Por fim, resta-nos apenas mencionar o tema do repúdio ao sobrenatural e, consequentemente, da coragem para encarar a vida tal como se nos apresenta, proposto por Rilke na mesma correspondência:

“Não temos motivo algum para desconfiar do nosso mundo, pois ele não está contra nós. Caso possua terrores, são os nossos terrores; caso surjam abismos, esses abismos pertencem-nos; caso existam perigos, então precisamos de aprender a amá-los”.

Essas duas últimas observações de Rilke colocam-se em uma relação bastante interessante com a fórmula nietzschiana do "amor fati" apresentada em textos como o aforismo § 276 de “A Gaia Ciência” ou neste trecho de “Ecce Homo” (1888):

“A minha fórmula para a grandeza do homem é amor fati: nada pretender ter de diferente, nada para frente, nada para trás, nada por toda a eternidade. O necessário não é apenas para se suportar, menos ainda para se ocultar — todo o idealismo é mentira perante o necessário —, mas para amar...”

Aos que se interessam por explorar as diversas aproximações temáticas entre Rilke e Nietzsche, vale a pena conferir o ensaio de Kaufmann.
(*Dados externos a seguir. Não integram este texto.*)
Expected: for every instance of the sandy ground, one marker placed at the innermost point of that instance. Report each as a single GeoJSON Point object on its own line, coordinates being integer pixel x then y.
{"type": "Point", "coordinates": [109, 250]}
Ainda que antigo, o texto impressiona pelo seu virtuosismo ao lidar com dois dos maiores autores do pensamento e da literatura em língua alemã.

Confesso-me apenas insatisfeita com a sua caracterização da relação entre o poético e o filosófico. Ora, apesar de todas as semelhanças entre Rilke e Nietzsche, o fato é que o texto de Rilke enquanto poeta parece-me apenas sugestivo, ao passo que o de Nietzsche apresenta-se fundamentado em um robusto aparato conceitual.

Portanto, ao invés de adotar uma posição de ser possível a convergência entre o poético e o filosófico, eu ainda encontro uma centelha de verdade na provocação do filósofo Martin Heidegger de que, embora essas duas expressões estejam intimamente relacionadas na linguagem, entre elas, ao mesmo tempo, percebe-se um abismo.

Algo como o espaço que separa as cordas do violino com as quais Rilke compara os amantes em “Canção de Amor”: “Pois o que nos toca, a ti e a mim, / isso nos une, como um arco de violino / que de duas cordas solta uma só nota”.